We also talked about ongoing follow up care and resources that are available to me to maintain ongoing good health. I had several takeaways:
  • Nutrition - I took a one-night class on nutrition after cancer, given by a dietitian and health coach in the hospital's Integrative Medicine Program. I have been on a healthy-eating quest for some time, but this class clarified a number of things. The goal of post-cancer nutrition is to create an inner terrain that is as inhospitable to cancer as possible. To do that, eat G-BOMBS - greens, beans, onions, mushrooms, berries, and seeds and nuts. Plant-based diets can help prevent recurrence. I also shop with a list of the produce that is best purchased from organic farms.
  • Exercise - This message keeps coming at me. Exercise is one of the best and most effective ways to prevent cancer in the future. I have been a faithful home exerciser for many years, but I felt like I needed extra help as I continue my recovery from the surgery. I was referred to the LiveStrong program at the Farmington Valley YMCA, an exercise program that is tailored to cancer survivors. Twice a week, I attend a class that includes 30 minutes on cardio equipment, followed by 30 minutes in a small group with a trainer that focuses on building strength, flexibility, and balance. The final 30 minutes are for stretching and relaxation. I can't say enough good things about this program. It provides cancer survivors with a free family membership to the Y for three months. It is wonderful to be with a group of like-minded people. There are certain things I don't have to explain to them. An added blessing - my first evening at the program I discovered one of my trainers is a former colleague whom I haven't seen in several years. It was wonderful to see her!
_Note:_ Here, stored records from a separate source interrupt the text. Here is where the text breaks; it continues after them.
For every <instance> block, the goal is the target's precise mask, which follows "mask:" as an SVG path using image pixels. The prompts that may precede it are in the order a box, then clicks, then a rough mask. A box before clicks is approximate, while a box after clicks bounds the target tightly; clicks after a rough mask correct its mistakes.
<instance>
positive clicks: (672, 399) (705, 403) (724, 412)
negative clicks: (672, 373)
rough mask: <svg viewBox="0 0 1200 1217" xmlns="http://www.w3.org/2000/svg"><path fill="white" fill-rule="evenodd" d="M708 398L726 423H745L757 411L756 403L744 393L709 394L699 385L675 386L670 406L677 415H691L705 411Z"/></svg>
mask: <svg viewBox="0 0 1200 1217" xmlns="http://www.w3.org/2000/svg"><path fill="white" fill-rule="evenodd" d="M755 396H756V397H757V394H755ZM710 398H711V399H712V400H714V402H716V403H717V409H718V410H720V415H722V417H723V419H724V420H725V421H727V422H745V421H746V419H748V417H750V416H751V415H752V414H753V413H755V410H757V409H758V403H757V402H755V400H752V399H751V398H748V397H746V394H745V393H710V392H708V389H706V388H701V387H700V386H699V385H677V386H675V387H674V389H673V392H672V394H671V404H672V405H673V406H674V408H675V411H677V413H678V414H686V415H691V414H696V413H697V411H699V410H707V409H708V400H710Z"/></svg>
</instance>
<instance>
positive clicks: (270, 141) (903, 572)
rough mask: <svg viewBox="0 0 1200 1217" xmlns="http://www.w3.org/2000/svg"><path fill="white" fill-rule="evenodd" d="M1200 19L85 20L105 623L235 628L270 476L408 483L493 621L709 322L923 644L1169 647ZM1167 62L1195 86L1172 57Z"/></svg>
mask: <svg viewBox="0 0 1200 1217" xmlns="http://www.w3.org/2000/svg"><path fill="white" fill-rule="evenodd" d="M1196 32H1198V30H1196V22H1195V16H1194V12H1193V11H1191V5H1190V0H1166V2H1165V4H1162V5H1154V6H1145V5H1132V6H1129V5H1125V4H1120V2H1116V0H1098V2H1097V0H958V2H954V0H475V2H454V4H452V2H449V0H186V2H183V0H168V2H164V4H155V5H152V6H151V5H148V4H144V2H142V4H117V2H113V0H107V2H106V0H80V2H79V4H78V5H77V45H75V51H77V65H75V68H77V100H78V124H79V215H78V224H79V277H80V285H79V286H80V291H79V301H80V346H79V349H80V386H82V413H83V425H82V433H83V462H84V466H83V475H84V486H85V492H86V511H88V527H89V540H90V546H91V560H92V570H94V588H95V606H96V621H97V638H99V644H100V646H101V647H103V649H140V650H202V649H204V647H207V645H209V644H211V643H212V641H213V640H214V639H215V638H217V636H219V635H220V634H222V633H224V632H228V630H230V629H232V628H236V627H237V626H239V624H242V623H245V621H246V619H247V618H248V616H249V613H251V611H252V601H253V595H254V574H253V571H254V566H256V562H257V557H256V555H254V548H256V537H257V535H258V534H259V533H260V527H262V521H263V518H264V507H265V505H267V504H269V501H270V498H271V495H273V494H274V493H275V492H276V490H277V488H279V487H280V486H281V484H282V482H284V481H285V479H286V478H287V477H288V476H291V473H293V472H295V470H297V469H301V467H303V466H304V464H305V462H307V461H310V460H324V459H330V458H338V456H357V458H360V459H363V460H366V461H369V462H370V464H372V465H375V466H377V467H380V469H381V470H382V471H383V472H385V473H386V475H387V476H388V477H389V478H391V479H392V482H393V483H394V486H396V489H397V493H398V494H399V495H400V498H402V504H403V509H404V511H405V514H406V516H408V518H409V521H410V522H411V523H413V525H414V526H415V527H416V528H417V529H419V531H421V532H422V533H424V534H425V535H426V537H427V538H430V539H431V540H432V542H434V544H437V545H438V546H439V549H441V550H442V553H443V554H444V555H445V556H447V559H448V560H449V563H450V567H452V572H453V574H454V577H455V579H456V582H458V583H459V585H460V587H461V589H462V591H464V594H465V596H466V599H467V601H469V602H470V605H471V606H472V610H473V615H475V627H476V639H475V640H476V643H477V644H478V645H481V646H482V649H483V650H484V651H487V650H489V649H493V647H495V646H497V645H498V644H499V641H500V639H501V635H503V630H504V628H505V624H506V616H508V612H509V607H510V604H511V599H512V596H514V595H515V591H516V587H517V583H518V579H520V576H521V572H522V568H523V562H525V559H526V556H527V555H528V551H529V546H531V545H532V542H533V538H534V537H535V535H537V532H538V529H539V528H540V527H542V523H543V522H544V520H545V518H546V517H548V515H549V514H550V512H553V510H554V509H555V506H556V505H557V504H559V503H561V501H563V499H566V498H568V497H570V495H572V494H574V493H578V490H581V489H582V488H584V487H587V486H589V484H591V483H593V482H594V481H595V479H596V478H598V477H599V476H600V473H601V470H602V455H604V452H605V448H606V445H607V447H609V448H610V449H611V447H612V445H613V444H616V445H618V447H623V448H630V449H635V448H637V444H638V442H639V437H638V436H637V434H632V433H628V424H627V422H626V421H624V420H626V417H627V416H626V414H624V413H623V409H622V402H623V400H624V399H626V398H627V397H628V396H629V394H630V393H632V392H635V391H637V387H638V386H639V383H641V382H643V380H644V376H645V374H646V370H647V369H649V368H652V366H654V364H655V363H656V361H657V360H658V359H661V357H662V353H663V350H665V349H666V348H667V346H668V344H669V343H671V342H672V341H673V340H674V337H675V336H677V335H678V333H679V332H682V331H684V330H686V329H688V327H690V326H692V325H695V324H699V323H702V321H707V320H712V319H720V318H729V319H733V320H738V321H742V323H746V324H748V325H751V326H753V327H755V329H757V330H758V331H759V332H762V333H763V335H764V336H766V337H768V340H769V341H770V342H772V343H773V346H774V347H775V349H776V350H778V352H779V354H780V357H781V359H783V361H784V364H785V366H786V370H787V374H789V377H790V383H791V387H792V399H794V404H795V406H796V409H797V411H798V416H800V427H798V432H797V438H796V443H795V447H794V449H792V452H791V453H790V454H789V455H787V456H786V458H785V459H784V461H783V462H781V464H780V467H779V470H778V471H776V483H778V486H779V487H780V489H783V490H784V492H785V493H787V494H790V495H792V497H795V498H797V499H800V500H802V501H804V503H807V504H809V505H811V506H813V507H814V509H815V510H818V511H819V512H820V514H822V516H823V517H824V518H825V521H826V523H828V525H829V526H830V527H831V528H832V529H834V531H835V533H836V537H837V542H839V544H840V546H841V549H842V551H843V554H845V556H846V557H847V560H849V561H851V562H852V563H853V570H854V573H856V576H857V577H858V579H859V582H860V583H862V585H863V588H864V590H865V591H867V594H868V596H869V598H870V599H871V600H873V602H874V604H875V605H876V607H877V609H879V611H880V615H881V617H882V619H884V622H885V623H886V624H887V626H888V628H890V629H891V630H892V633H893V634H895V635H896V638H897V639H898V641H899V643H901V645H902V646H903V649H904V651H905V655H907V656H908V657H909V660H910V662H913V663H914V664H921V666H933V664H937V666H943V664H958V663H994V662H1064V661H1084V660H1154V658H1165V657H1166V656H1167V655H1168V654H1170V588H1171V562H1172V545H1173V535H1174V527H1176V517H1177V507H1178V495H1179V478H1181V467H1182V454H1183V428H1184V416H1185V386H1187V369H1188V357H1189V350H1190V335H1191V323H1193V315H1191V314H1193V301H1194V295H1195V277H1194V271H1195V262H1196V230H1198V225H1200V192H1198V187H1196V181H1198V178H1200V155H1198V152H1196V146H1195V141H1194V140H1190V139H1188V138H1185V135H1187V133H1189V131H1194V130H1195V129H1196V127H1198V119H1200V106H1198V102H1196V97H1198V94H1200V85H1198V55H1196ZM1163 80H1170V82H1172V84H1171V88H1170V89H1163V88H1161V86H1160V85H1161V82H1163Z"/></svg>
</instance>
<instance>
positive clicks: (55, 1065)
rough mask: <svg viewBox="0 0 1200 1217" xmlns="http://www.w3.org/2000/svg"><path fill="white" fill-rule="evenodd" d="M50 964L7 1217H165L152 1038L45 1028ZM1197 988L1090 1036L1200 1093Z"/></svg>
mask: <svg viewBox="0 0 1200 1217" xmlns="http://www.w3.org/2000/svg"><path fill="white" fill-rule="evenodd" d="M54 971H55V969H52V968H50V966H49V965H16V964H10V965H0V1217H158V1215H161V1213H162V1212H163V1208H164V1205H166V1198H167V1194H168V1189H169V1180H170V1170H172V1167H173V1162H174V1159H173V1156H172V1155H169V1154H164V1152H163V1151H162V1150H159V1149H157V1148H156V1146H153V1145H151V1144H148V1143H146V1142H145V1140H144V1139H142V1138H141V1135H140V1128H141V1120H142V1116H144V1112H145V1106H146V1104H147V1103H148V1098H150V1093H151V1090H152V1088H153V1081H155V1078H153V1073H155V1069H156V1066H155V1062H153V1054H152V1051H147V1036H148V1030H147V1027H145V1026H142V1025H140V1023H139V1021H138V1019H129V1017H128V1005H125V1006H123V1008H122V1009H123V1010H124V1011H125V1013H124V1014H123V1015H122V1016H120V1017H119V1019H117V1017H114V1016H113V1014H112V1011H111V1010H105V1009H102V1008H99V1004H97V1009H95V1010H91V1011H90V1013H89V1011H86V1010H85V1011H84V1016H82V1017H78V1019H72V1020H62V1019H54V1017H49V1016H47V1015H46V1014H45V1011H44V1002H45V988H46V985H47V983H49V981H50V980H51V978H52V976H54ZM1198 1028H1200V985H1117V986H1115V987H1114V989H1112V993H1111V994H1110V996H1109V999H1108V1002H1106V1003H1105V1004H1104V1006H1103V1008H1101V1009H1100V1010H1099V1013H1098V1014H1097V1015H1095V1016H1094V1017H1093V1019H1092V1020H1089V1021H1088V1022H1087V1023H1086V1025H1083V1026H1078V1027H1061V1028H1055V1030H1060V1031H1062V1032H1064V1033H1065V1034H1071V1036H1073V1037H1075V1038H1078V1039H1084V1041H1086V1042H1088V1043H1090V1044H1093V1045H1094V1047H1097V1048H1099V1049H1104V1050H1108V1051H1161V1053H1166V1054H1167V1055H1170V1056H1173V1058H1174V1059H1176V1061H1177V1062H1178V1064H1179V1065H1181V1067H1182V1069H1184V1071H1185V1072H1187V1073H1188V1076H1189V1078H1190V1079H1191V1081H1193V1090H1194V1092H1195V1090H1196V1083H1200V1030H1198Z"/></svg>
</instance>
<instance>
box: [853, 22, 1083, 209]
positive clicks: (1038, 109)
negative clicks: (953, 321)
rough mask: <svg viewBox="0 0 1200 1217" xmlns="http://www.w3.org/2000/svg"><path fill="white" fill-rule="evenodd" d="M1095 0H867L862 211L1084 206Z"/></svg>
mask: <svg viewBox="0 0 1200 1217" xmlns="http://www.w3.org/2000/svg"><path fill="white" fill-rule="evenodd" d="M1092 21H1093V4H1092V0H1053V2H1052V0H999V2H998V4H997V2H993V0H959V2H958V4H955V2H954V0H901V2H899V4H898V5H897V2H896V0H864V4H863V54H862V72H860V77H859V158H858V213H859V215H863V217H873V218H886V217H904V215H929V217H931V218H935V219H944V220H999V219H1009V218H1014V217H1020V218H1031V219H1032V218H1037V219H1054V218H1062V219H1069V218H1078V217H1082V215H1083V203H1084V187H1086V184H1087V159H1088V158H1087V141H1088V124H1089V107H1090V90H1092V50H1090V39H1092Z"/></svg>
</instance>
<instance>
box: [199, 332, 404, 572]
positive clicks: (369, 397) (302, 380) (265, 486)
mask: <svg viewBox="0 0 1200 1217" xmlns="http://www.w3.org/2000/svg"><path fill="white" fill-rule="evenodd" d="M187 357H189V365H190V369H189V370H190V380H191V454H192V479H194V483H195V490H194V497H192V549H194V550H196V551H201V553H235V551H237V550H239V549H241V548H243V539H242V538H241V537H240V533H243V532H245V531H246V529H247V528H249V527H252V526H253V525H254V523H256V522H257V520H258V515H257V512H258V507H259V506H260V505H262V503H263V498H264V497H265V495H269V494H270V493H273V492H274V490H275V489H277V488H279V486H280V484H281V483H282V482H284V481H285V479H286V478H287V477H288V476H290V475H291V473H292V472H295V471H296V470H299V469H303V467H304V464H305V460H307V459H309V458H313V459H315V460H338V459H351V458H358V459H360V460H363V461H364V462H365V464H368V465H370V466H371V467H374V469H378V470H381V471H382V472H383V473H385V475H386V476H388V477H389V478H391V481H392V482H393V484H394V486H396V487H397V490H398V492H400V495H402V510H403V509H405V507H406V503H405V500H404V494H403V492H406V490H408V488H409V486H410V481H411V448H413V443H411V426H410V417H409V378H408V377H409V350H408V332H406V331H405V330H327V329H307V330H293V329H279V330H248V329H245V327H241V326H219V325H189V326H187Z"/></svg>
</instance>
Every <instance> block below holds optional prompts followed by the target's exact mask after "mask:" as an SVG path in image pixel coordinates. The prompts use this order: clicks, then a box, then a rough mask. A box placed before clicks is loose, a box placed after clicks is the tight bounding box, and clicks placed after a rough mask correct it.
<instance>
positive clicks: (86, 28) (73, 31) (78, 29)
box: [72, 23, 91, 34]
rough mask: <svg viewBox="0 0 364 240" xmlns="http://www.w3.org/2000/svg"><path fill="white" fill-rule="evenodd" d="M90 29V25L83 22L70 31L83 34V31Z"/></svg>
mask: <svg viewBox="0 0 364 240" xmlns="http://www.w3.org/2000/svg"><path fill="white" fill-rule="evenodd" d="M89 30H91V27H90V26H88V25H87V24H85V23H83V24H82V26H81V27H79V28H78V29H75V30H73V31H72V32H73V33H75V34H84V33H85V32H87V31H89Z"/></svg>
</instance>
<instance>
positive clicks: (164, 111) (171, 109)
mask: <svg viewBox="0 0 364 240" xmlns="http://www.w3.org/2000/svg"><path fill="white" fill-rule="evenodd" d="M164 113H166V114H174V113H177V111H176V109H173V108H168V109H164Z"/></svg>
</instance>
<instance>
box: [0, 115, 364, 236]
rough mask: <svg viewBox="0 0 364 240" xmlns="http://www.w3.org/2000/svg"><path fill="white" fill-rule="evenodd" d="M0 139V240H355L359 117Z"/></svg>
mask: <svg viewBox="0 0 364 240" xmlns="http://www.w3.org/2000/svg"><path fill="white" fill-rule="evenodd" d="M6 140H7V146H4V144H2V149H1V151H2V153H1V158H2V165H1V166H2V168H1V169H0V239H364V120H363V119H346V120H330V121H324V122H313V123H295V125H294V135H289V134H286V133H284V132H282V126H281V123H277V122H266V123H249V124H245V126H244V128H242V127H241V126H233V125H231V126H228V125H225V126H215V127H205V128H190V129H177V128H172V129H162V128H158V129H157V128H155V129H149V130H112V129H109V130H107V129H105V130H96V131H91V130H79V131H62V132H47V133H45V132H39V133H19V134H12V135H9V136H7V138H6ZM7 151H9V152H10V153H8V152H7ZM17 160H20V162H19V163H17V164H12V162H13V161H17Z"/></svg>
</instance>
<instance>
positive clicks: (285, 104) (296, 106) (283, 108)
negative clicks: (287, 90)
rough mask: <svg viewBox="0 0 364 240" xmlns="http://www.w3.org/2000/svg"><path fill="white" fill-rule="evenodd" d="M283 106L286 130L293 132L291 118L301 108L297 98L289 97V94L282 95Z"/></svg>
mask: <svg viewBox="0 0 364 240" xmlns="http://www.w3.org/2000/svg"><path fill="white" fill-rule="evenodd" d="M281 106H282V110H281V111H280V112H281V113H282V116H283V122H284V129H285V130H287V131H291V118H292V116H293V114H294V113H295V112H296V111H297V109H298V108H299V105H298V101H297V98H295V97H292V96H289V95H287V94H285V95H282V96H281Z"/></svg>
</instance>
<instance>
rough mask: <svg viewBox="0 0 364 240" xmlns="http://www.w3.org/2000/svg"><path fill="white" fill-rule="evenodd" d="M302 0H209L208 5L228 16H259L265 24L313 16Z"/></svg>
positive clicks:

  • Chemicals - I had never given much thought to the products I put on and around my body. I have now checked most of the cosmetics I use with the Environmental Working Group website. Parabens, sulfates, and phthalates have been associated with breast cancer, and I will avoid products with them. Many of my favorites are made without those potentially dangerous chemicals (Sadly, my favorite cleanser isn't one of them. It contains parabens. But the manufacturer is in on the conversation, and they are trying to formulate the product with a healthier preservative.) 
"A cancer survivor is defined as anyone with a history of cancer, spanning from the time of diagnosis and for the remainder of life, whether that is days or decades." - National Coalition for Cancer Survivorship

With the survivorship program, I feel I have regained an important sense of control over what is happening to me. I feel like I am taking good care of myself. I've even started to feel pretty again.

So when those middle-of-the-night moments recur, I can banish them by listing the ways I am safeguarding my health.